The Gerogerigegege - 直美のオナニーと若草寮案内

The Gerogerigegegeの作品に対するリスナーはただそれを押し頂くしかない。それはリスナーが「聴いてるだけの能無し野郎」だったかなんだかなのであるから仕方がない。ノイズだと思っていたらインドの音楽が入っていた(カンボジアの音楽とある場所で書かれていたがどうでも良い)、カセットだと思ったらずたずたにされたレコードが入っていた、レコードから落語が流れてきたなどなどは全て私が能無しであるが故の劫罰のようなものなのだ。

「いつまでも残っているのを見るのが嫌だ。最後の一個だし、安くするから買ってくれ」とジャケに相応しい昭和的な一人泣売というか押し売りというかの後に購入したブツ。「木箱入りとはいえカセット一本。なんでこんなに高いんだ」と思ったがレーベルもそこを読んだのか「イタリア製」で一つ一つ彫ってますみたいなアピールをしてくるのがまた胡散臭いのだがまあ直美ちゃんは可愛いし良くできてる。令和の時代では聞くことの出来ないしゃべり方は箱入り娘ならではなのか、「おまめちゃん」って言葉はディープコリアで書かれた以来だな、この粘つくようなあえぎ声はなんなんだろう、そもそもこいつ何歳だ?、「オナニーカセットテープ」などの発語の仕方が車内販売のそれに似ているな、この心のこもってない「アソコが熱い」は録り直した方が良いのではないか、そもそもこんな陰気なものでヌける奴はいるのか?????

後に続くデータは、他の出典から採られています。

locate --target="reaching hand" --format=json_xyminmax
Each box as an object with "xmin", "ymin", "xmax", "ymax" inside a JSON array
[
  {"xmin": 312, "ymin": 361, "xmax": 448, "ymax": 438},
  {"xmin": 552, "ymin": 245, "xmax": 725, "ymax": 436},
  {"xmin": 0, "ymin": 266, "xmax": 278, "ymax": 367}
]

上記全てをひっくるめてもこれは名盤なのだ。ノスタルジーのせいか、ニヒルに惹かれる性向に訴える何かがあるのか。兎に角、作品全体に何とも言えぬ雰囲気が立ち込めている。それはライナーにあるような鄙びた書店の片隅から漂いくる妖気や中古DVD店に漂うある種の諦念に似たものかも知れぬ。

 

セックスをする甲斐性もない野郎から搾取するアンダーグラウンドポルノ業界のバッタもんを買うよりははるかに報われる一本。